An Empirical Study of the Imbalance Issue in Software Vulnerability Detection
Yuejun Guo, Qiang Hu, Qiang Tang, Yves Le Traon
TL;DR
This study empirically investigates the imbalance issue in DL-based software vulnerability detection, revealing that standard training biased toward secure code degrades detection of vulnerable code across nine datasets and two foundation models. It evaluates seven imbalance remedies from data- and model-level perspectives, finding that no single method excels across all metrics, with focal loss improving precision, MFE/CB aiding recall, and over-sampling often boosting F1. The work emphasizes that evaluation should rely on precision, recall, and F1 rather than accuracy or FPR alone, and shows that external factors like vulnerability-type distribution and data shift critically affect remedy effectiveness. The findings underscore the need for a task-specific imbalance solution for vulnerability detection and provide practical guidelines for metric selection and remedy design in real-world settings.
Abstract
Vulnerability detection is crucial to protect software security. Nowadays, deep learning (DL) is the most promising technique to automate this detection task, leveraging its superior ability to extract patterns and representations within extensive code volumes.
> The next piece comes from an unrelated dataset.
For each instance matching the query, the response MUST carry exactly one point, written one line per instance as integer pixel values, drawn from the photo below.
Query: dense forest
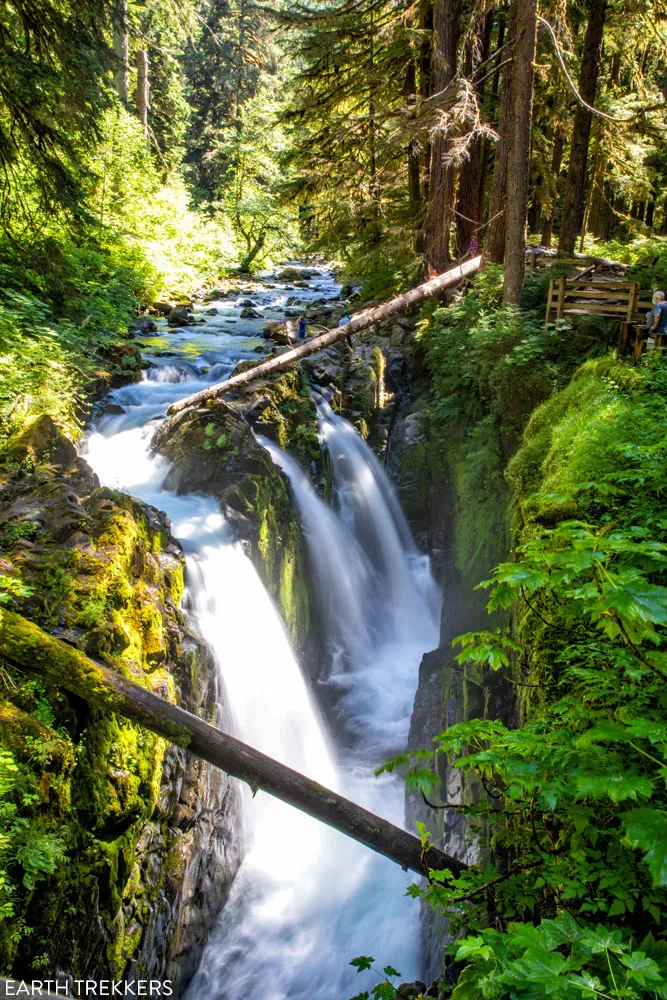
(154, 150)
Despite its promise, DL-based vulnerability detection remains in its early stages, with model performance exhibiting variability across datasets. Drawing insights from other well-explored application areas like computer vision, we conjecture that the imbalance issue (the number of vulnerable code is extremely small) is at the core of the phenomenon. To validate this, we conduct a comprehensive empirical study involving nine open-source datasets and two state-of-the-art DL models. The results confirm our conjecture. We also obtain insightful findings on how existing imbalance solutions perform in vulnerability detection. It turns out that these solutions perform differently as well across datasets and evaluation metrics. Specifically: 1) Focal loss is more suitable to improve the precision, 2) mean false error and class-balanced loss encourages the recall, and 3) random over-sampling facilitates the F1-measure. However, none of them excels across all metrics. To delve deeper, we explore external influences on these solutions and offer insights for developing new solutions.